Coach Alain Vigneault said Friday that veteran winger Pavol Demitra required a second round of arthroscopic surgery to repair rotator cuff damage and is out indefinitely.

However, newcomer Mathieu Schneider, who also had a torn rotator cuff, could play Sunday against the Edmonton Oilers.

Demitra, 34, a second-line winger who scored 20 goals last season, injured the shoulder in a collision with Brian Campbell of the Chicago Blackhawks in last season's Western Conference semifinal.

It became obvious that his range of motion was restricted during his rehabilitation from the off-season operation so a second surgical procedure was required, Vigneault said.

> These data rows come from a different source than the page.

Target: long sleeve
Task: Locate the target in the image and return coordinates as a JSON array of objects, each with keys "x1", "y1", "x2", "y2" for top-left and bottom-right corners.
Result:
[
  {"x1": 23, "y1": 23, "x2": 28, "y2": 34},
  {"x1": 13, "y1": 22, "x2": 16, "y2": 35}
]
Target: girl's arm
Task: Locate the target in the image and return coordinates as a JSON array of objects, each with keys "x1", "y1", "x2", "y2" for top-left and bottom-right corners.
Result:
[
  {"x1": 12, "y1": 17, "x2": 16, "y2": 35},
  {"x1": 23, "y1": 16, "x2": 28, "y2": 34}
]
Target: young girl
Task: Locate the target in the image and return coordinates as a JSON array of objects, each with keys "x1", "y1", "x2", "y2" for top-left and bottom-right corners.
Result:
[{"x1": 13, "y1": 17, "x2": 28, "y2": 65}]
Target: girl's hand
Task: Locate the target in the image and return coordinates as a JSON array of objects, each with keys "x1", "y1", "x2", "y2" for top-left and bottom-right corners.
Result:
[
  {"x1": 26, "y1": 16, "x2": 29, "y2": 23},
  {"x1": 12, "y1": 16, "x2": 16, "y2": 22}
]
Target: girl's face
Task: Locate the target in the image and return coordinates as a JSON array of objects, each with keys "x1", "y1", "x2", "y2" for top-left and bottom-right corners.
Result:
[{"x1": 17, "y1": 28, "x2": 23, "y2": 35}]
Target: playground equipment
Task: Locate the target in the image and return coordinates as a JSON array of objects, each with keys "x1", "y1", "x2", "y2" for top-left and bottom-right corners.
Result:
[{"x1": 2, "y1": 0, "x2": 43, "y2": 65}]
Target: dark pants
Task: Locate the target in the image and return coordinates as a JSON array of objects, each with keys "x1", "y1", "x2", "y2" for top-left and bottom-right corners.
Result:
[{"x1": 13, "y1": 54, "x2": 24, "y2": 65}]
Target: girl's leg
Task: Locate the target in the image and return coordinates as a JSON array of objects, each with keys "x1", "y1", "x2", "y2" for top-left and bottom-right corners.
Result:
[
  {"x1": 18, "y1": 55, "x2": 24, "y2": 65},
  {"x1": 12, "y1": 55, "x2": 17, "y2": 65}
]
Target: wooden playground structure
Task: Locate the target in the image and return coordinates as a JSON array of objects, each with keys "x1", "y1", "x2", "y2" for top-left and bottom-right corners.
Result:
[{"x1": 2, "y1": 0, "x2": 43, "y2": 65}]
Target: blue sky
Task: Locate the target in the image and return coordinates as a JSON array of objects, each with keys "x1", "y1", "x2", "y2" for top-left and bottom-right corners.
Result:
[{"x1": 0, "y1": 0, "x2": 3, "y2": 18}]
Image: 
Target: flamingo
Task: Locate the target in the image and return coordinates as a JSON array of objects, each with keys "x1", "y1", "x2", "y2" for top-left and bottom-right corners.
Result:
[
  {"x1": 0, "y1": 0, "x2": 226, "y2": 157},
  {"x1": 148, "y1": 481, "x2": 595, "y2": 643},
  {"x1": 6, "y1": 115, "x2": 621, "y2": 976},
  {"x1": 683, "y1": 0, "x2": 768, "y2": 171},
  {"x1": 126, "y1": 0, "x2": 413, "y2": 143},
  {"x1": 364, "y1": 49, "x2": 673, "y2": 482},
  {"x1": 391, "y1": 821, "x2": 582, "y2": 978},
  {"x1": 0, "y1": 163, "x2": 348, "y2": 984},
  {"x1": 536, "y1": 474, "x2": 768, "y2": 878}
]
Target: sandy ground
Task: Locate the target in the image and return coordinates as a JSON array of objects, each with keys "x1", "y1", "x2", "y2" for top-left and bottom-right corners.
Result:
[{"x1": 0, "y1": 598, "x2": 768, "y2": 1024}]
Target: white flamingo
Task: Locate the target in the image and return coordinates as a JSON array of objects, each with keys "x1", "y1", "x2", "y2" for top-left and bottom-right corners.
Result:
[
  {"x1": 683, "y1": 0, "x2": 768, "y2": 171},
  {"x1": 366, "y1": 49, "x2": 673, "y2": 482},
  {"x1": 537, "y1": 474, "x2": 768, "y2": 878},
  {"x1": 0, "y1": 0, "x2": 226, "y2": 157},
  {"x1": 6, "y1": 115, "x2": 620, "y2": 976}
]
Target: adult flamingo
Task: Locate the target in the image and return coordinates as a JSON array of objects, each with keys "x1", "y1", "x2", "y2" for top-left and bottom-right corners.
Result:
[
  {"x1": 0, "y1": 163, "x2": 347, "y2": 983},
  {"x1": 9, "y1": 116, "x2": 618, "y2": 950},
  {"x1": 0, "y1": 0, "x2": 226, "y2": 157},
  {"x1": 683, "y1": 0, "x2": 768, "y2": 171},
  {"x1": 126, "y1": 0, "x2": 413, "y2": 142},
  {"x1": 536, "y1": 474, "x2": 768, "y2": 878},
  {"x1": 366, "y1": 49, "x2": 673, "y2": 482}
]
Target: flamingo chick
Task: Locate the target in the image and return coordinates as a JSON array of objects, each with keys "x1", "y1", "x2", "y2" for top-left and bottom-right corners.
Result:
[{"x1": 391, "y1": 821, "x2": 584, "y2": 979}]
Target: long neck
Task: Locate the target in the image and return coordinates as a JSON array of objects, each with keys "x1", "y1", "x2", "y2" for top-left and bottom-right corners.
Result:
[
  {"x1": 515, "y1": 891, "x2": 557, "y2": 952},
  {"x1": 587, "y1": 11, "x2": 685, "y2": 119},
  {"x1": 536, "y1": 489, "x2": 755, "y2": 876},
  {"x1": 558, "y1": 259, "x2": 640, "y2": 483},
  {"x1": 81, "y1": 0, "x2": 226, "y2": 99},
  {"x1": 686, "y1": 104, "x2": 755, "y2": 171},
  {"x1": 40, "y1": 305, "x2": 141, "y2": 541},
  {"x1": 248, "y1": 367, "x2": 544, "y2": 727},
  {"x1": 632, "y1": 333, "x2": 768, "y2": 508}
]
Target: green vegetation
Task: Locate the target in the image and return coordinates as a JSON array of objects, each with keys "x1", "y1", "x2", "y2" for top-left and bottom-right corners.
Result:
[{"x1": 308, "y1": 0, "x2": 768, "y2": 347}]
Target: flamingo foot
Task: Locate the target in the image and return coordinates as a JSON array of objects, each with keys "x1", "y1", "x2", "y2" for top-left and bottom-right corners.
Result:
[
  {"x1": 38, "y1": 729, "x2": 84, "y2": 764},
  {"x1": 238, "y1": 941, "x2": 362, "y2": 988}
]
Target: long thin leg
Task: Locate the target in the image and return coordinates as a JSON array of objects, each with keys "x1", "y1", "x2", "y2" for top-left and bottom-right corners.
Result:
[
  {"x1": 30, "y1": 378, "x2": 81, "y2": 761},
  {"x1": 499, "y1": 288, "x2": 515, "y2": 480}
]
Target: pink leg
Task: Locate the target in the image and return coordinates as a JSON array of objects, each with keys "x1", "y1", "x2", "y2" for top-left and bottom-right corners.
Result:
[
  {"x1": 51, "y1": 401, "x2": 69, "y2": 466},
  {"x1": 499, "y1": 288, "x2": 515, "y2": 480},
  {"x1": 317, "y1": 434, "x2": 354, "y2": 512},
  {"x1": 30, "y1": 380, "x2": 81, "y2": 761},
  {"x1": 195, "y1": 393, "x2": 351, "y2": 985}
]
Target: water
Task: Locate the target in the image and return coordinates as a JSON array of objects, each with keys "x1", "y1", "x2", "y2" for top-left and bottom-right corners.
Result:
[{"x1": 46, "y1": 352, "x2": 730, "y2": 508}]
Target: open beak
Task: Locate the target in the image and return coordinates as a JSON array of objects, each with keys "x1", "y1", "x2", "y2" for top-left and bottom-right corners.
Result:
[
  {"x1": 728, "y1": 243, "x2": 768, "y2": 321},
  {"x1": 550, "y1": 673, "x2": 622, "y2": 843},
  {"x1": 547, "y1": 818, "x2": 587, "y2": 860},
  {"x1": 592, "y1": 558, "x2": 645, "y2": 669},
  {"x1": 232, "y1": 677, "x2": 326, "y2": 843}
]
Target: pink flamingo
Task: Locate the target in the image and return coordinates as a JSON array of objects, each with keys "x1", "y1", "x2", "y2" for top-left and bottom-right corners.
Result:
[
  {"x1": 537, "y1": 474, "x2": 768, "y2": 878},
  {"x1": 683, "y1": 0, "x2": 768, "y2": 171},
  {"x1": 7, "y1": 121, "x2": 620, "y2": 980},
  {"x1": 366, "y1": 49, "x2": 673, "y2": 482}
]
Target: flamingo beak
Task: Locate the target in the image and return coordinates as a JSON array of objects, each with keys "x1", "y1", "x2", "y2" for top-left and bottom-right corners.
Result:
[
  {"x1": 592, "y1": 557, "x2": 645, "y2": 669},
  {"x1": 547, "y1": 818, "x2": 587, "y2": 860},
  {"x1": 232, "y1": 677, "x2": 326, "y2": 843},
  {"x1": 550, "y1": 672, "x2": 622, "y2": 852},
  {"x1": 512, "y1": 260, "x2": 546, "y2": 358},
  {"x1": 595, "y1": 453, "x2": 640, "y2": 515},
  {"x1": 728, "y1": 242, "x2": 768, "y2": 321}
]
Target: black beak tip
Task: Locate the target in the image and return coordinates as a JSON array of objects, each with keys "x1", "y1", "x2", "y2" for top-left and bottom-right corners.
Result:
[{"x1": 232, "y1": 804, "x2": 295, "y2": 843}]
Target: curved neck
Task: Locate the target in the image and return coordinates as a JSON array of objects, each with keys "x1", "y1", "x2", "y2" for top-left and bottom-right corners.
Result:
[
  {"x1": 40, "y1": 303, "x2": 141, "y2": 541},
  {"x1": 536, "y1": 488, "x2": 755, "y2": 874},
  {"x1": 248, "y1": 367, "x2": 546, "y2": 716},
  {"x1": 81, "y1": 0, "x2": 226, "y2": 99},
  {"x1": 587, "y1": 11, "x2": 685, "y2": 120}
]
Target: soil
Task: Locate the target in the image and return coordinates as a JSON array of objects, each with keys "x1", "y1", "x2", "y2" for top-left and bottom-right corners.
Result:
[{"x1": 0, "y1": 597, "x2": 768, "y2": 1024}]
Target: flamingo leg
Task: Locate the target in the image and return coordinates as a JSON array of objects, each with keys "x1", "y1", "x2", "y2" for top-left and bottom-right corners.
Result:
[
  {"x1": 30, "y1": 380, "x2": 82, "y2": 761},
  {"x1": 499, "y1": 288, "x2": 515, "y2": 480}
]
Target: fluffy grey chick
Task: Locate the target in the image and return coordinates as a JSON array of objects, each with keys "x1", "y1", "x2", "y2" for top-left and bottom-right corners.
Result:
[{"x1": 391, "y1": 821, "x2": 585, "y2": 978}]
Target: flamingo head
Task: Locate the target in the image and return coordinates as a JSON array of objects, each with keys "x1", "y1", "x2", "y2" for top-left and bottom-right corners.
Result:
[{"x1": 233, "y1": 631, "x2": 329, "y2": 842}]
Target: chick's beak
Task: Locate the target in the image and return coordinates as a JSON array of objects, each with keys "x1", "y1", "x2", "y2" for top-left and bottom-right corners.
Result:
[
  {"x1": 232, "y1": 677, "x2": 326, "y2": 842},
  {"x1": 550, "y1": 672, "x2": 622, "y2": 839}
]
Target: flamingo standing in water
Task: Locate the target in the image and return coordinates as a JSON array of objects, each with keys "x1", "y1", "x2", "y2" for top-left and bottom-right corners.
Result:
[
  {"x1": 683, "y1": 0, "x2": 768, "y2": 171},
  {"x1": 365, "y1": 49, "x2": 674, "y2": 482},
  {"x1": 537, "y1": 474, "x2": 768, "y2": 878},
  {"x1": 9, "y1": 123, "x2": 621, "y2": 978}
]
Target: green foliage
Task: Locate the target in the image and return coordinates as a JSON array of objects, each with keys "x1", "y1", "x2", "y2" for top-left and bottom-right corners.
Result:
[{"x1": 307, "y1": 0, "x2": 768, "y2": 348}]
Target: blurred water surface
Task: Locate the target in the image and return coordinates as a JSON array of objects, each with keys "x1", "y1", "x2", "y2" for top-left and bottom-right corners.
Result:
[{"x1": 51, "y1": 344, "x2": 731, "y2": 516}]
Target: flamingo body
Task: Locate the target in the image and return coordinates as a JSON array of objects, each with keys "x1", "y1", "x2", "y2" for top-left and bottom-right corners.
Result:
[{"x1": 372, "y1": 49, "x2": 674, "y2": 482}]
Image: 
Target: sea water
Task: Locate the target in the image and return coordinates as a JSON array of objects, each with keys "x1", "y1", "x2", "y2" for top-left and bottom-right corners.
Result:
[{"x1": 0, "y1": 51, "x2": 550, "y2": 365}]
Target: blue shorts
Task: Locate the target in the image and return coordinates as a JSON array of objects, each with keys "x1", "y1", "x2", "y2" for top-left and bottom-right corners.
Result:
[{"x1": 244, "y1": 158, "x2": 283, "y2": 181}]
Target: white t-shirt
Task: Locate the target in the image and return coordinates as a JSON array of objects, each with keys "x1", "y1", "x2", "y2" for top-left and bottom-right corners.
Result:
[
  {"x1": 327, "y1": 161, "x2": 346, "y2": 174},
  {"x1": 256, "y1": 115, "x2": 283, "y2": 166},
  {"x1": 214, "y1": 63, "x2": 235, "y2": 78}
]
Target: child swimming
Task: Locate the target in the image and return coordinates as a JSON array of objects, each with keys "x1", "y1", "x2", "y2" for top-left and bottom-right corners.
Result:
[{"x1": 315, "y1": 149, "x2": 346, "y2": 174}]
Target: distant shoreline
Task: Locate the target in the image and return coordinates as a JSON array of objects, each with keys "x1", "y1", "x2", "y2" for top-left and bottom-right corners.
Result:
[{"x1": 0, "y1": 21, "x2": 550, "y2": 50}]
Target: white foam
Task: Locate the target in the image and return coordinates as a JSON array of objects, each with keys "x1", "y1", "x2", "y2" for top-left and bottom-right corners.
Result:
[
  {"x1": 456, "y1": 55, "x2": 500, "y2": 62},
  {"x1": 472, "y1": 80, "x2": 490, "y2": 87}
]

Demitra was originally projected to be out six weeks.

Schneider, 40, has fared better and is eligible to come off long-term injury reserve after also suffering his injury in the playoffs, a first-round Montreal Canadiens loss to the Boston Bruins.

"I feel real comfortable as far as (contact) goes," said Schneider, a 20-year veteran who signed as a free agent last summer. "I feel strong and I don't think there will be any issues.

"The first few games will be a bit of an adventure and I'm looking forward to it, just getting my timing back and fitting in."

Schneider, who will quarterback the Canucks' power play, had nine goals and 32 points in 67 games with Atlanta and Montreal last season.

Still on the shelf, possibly for up to four more weeks, are winger Daniel Sedin, who led the Canucks with 31 goals last season, and defenceman Sami Salo.

Sedin suffered a broken bone in his foot on Oct. 7 when hit by a shot from teammate Alex Edler. Salo went down from knee ligament damage a game later.

Forward Rick Rypien, who injured his groin on his last shift Monday in Edmonton, tried skating Friday but left practice early.

"It's just a mild groin pull right now and it might take a couple more days than we originally thought," Vigneault said.